You will often find yourself merging two or more data frames together, especially bringing together a spatial object with a non-spatial object. We cannot stress the importance of merging objects in the correct order so that the spatial attributes are preserved.

In this instance, we are just dealing with two ordinary dataset which are non-spatial - i.e., one data set contains information on Fires that occurred in geographic units in London know as Lower Super Output Areas (LSOA), while the other contains its corresponding information for socioeconomic indicators that describe the LSOA. Hence, it is possible to merge the two data frames uniquely using a common key variable like LSOA_code.

This task can be done using the merge function merge(). Consequently, we want the format of the merge code to look something akin to this syntax merge(target_object, selected_object, by=”LSOA”).

Merging data frames is indeed a very important technique to know especially if you need to bring together event information with no spatial dimension with actual spatial data. Alright, let’s merge the deprivation data on the fire records using the LSOA_code column, and generate a bigger data frame that contains both the fire and socioeconomic information:

# Using the merge() function 
Full_data <- merge(Fire_data, Deprivation_data, by.x = “LSOA_code”, by.y = “LSOA_code”, all.x = TRUE)

# View the datasets
View(Full_data)

Important Notes: The arguments used in merge.csv():

Fire_data is the target data frame we want something to be merged on to.
Deprivation_data is the selected data frame we are using to merge with the Fire_data.
by.x = “LSOA_code” option we are specifying the name of the join column from the target data frame i.e., Fire_data.
by.y = “LSOA_code” option we are specifying the name of the join column from the selected data frame i.e., Deprivation_data
all.x=TRUE option we are telling RStudio to retain all rows that are originally from the target data after merging regardless of whether or not they are present in the selected data frame. So even if a row from the selected data does not find a unique link with any of the rows in target data to match too - it will still preserve the target data frame by not discarding unlinked rows. But it will discard the unmatched rows from the selected data frame.

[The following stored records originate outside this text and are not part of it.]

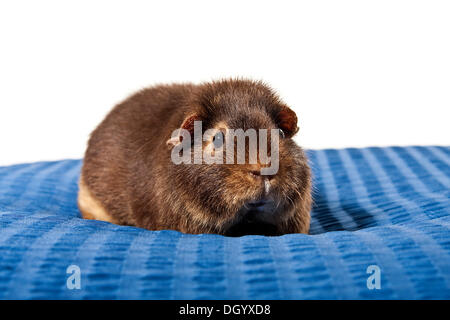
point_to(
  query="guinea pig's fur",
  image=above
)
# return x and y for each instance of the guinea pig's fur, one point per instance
(128, 176)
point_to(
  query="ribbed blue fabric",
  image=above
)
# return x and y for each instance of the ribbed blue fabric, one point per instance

2.2.4.3 Saving your dataset using the `write.csv()` function

Let us save a version of this as a .csv file as a saved product named “London_Fire_and_Deprivation_2019.csv”. This can be done by using the write.csv() function. It will export the data frame object into a .csv format.

# Export ‘Full_data’ object as .csv into 'Week 1' folder
write.csv(Full_data, file = "London_Fire_and_Deprivation_2019.csv", row.names = FALSE)

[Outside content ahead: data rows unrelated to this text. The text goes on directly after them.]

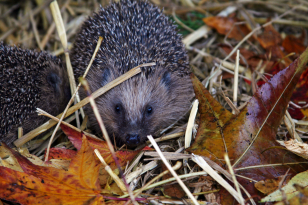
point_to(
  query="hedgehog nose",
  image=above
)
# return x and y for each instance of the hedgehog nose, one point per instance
(132, 139)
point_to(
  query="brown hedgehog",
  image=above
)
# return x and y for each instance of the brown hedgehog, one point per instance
(29, 80)
(134, 32)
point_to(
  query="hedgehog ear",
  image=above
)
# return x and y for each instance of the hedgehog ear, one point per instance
(55, 81)
(166, 79)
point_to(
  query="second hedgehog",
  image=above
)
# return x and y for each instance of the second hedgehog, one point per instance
(134, 33)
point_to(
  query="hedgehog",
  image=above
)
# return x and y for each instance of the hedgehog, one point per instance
(29, 80)
(134, 32)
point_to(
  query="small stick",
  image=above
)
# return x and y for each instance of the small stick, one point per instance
(189, 194)
(191, 123)
(235, 84)
(105, 135)
(175, 167)
(30, 135)
(170, 180)
(227, 160)
(111, 173)
(73, 97)
(42, 112)
(206, 167)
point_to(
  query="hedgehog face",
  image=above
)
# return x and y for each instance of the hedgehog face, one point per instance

Important Notes: The arguments used in merge.csv():

Full_data is an object we are exporting. It is compulsory to specify the object data frame we want to export
file = is a mandatory argument. We must give a name to the file we wish to export it as with .csv extension.
row.names = this is an annoying argument! It will automatically index the dataset with unique row numbers by default if we do not specify FALSE! Since the data has its own unique identifiers (i.e., LSOA_code) we specify ‘FALSE’ to not perform this action of indexing

Again, suppose if you did NOT set the work directory to your folder, you will have to type the whole path location to where you want the data to be exported which could be a hassle:

For Windows:

write.csv(Full_data, file = "C:/Users/accountName/Desktop/GEOG0114/Week 1/London_Fire_and_Deprivation_2019.csv", row.names = FALSE)

For Mac:

write.csv(Full_data, file = "/Users/accountName/Desktop/GEOG0114/Week 1/London_Fire_and_Deprivation_2019.csv", row.names = FALSE)

Again, I do not recommend doing it this way. Just set the work directory with setwd() to make life easier for yourself and to avoid R calling you out for errors.

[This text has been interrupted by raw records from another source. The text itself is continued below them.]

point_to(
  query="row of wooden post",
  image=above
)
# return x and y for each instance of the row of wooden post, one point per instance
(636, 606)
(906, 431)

Now that we have learned a lot of the basic things in RStudio – the stuff shown in section 1.3 will be used quite a lot in future tutorials. Let us progress to the section 1.4 where will start using RStudio as a GIS software. Here, we will create our first map to display the spatial distribution of socioeconomic deprivation using the Full_data data frame object.

2.3 Basic visualisation of spatial data in RStudio

2.3.1 Installing packages into RStudio

So far, we have been using functions and commands that are by default built-in RStudio. As you will become more and more proficient in RStudio, you will come to realise that there are several functions in RStudio that are in fact not built-in by default which will require external installation.

For instance, the “sf” package which is called “Simply Features” allows the user to load shapefiles (a type of Vector spatial data) into RStudio’s memory. Another important package is called “tmap”, this package gives access to various functions that allows the user to write code and emulate RStudio as a GIS software. These are examples of packages with enables mapping of spatial data. They need to be installed as they not built-in programs in RStudio.

For basic mapping, We will need to install following packages: devtools, stars, tmap and sf using the install.packages() and install_version() functions, and then activate the packages to make them active using the library() function.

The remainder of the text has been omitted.